Ally's New Ad Campaign Shifts from Bank Jabs

Ally Financial Inc., the auto and home lender rescued by more than $17 billion of bailout funds, was set to begin a new advertising campaign Monday to replace commercials that portrayed competing bankers as deceptive.

The campaign for Ally Bank, the company's Internet arm, will use television, print and online ads to highlight accounts that carry no fees and high interest rates, according to a press release that Ally issued Friday.

Ally, of Detroit, formerly known as GMAC Inc., flooded the airwaves with its previous campaign, which helped attract more than $9 billion of deposits in the four quarters that ended in June.

"They have built up some sort of brand awareness with consumers and so now they can change their strategy a little bit," said Brad Adgate, director of research at the New York advertising firm Horizon Media Inc. "They likely just want to emphasize a different selling point."

Ally's chief executive officer, Michael Carpenter, has built deposits with marketing that pledged straightforward products and above-average yields while tweaking competitors for mistreating customers.

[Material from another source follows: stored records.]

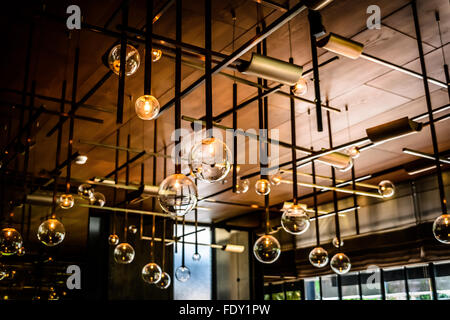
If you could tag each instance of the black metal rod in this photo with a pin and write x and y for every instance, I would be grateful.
(148, 49)
(429, 108)
(235, 146)
(333, 178)
(294, 143)
(76, 105)
(315, 62)
(208, 68)
(355, 201)
(122, 75)
(179, 18)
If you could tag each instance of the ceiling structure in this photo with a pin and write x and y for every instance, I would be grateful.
(373, 94)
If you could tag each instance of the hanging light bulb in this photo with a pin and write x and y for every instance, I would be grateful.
(66, 201)
(151, 273)
(164, 282)
(295, 220)
(354, 152)
(51, 232)
(262, 187)
(156, 54)
(147, 107)
(177, 194)
(21, 252)
(318, 257)
(441, 228)
(209, 160)
(386, 188)
(196, 256)
(183, 274)
(336, 242)
(340, 263)
(132, 60)
(242, 185)
(275, 179)
(267, 249)
(300, 88)
(113, 239)
(124, 253)
(86, 191)
(97, 199)
(10, 241)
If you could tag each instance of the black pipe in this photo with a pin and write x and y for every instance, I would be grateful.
(179, 12)
(429, 108)
(122, 75)
(293, 143)
(311, 16)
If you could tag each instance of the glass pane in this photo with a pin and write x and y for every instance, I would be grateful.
(350, 288)
(312, 289)
(442, 272)
(394, 284)
(329, 288)
(370, 284)
(419, 283)
(198, 287)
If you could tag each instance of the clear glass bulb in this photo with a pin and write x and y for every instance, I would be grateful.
(113, 239)
(21, 252)
(86, 191)
(340, 263)
(164, 282)
(354, 152)
(51, 232)
(209, 160)
(262, 187)
(196, 256)
(97, 199)
(10, 241)
(183, 274)
(132, 60)
(335, 242)
(151, 273)
(124, 253)
(318, 257)
(66, 201)
(441, 228)
(295, 220)
(267, 249)
(177, 195)
(275, 179)
(242, 185)
(156, 54)
(386, 188)
(300, 88)
(147, 107)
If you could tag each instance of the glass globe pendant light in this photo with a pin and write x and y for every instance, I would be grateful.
(262, 187)
(441, 228)
(10, 241)
(147, 107)
(66, 201)
(132, 60)
(209, 160)
(386, 188)
(295, 220)
(183, 273)
(51, 232)
(267, 249)
(177, 194)
(86, 191)
(340, 263)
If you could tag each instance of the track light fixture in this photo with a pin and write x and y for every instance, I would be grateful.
(272, 69)
(392, 130)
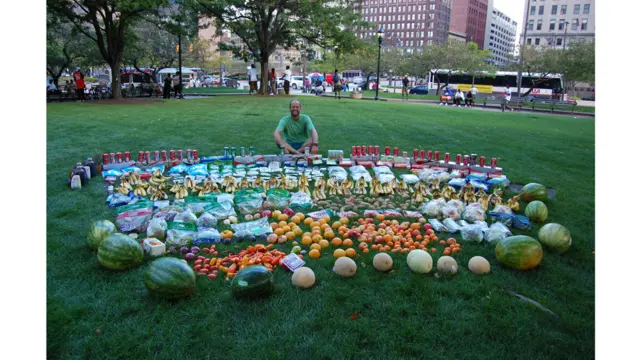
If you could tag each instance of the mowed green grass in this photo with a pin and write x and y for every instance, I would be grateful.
(401, 315)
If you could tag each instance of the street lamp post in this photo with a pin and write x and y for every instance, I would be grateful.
(380, 35)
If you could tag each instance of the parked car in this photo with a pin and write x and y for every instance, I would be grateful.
(419, 90)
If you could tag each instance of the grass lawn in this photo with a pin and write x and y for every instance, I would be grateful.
(214, 90)
(401, 315)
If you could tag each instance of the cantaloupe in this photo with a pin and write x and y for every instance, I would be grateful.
(447, 265)
(419, 261)
(345, 267)
(382, 262)
(303, 278)
(479, 265)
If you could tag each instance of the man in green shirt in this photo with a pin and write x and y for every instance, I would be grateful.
(298, 131)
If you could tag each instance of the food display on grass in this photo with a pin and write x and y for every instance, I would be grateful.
(243, 217)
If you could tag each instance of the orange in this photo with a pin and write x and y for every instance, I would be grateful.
(338, 253)
(306, 240)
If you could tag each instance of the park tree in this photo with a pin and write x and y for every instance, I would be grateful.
(264, 25)
(106, 23)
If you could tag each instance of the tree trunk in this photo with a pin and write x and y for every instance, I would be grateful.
(116, 91)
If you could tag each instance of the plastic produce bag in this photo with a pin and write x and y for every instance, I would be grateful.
(207, 220)
(433, 208)
(187, 216)
(221, 210)
(255, 228)
(497, 232)
(474, 212)
(207, 236)
(278, 198)
(451, 225)
(472, 233)
(134, 217)
(180, 234)
(157, 229)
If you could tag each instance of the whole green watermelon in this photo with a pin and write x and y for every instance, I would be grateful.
(533, 191)
(252, 281)
(519, 252)
(170, 278)
(555, 237)
(120, 252)
(98, 231)
(537, 211)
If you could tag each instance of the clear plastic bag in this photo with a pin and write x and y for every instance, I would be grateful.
(134, 217)
(255, 228)
(433, 208)
(451, 225)
(497, 232)
(180, 234)
(157, 229)
(474, 212)
(186, 216)
(207, 220)
(472, 233)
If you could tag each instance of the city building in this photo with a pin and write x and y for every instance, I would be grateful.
(408, 24)
(549, 23)
(500, 37)
(469, 18)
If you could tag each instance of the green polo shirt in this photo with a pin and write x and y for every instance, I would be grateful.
(295, 131)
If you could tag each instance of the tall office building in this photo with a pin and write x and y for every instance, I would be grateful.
(408, 24)
(500, 37)
(549, 22)
(469, 20)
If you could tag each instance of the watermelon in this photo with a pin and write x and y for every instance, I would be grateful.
(519, 252)
(555, 237)
(98, 231)
(170, 278)
(252, 281)
(533, 191)
(537, 211)
(120, 252)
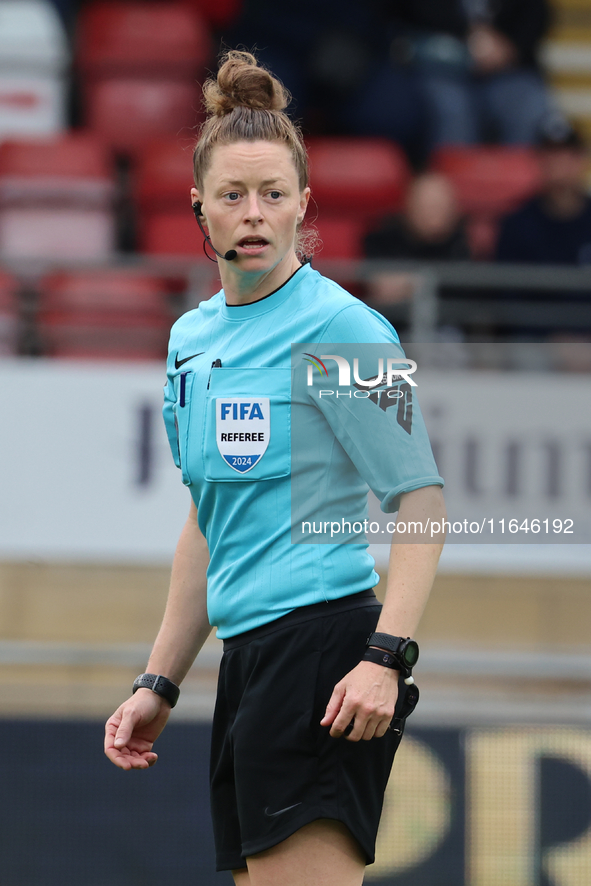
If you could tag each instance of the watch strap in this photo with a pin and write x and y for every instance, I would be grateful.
(381, 657)
(385, 641)
(160, 685)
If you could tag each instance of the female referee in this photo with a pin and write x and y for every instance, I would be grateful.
(301, 750)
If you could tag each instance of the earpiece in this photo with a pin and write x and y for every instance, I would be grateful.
(231, 254)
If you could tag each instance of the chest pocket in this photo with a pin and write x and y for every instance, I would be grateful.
(247, 430)
(182, 410)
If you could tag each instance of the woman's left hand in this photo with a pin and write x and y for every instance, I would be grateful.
(365, 696)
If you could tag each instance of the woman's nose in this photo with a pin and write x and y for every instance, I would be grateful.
(253, 210)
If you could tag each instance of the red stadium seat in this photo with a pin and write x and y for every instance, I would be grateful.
(9, 314)
(342, 238)
(110, 314)
(172, 232)
(218, 14)
(55, 198)
(164, 176)
(129, 113)
(166, 224)
(491, 180)
(363, 177)
(75, 155)
(142, 39)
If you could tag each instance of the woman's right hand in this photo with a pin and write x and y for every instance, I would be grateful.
(134, 727)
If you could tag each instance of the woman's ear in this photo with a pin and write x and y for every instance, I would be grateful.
(304, 199)
(195, 198)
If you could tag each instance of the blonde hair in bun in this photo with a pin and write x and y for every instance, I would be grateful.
(245, 102)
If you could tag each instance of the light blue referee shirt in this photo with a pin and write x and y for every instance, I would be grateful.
(228, 416)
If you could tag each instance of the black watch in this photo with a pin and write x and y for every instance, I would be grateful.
(404, 650)
(160, 685)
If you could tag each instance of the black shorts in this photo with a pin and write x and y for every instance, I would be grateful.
(274, 769)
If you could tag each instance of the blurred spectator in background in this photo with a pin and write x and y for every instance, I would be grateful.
(555, 226)
(334, 57)
(476, 60)
(430, 228)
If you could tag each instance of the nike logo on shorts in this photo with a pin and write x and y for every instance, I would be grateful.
(280, 811)
(178, 363)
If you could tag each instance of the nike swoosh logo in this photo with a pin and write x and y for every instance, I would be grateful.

Those ads drew fire from regulators and trade groups such as the American Bankers Association and Independent Community Bankers of America, whose members are vying for more of the nation's $9 trillion of deposits.

The Federal Deposit Insurance Corp. told Ally to lower its deposit costs as a condition of issuing $7.4 billion in government-guaranteed debt under the Temporary Liquidity Guarantee Program last year.

The original campaign was started in May 2009 to introduce Ally, the name adopted after the GMAC Bank brand became tainted by GMAC's near-collapse in 2008.

The ads, created by BBH New York, featured a tall male banker who makes various offers of toys or treats to small children and then changes what they actually get. Ally promised to deal honestly.

The new ads feature a job candidate who includes his Ally account among his personal traits, and has to repeat his love for the bank's savings product three times after the interviewer misunderstands.

The interviewer repeats what he thinks he hears, each version rhyming with "Raise Your Rate" CD, the Ally certificate of deposit that allows customer a one-time chance to raise the return.

The commercial ends: "Ally. Do you love your bank?"

Ally said in the press release that it has customer satisfaction rates above 90%.

"Our approach — to be straightforward — has clearly resonated," Sanjay Gupta, Ally's chief marketing officer, said in the release.

Ally spent $25.8 million on advertising in the first half of this year, on top of more than $95 million in 2009, according to Nielsen Co., the media research company.

The change in approach may be the result of criticism Ally received on the earlier ads and shows the company may be graduating to a new phase of business strategy, said Bert Ely, a banking consultant in Alexandria, Va.

"They certainly made a splash, but now it's time to move on," Ely said in an interview. "The gimmick rubs off after a while. And the really successful banks have found they have to compete more on service and move away from doing it just on price."

Last week The Wall Street Journal, citing people familiar with the matter, reported that the U.S. government was expected to raise its stake in Ally Financial to 80% from 56%.

The plan, part of the unwinding of the GMAC bailout, is for the U.S. to convert its preferred securities into common stock ahead of a stock offering expected next year.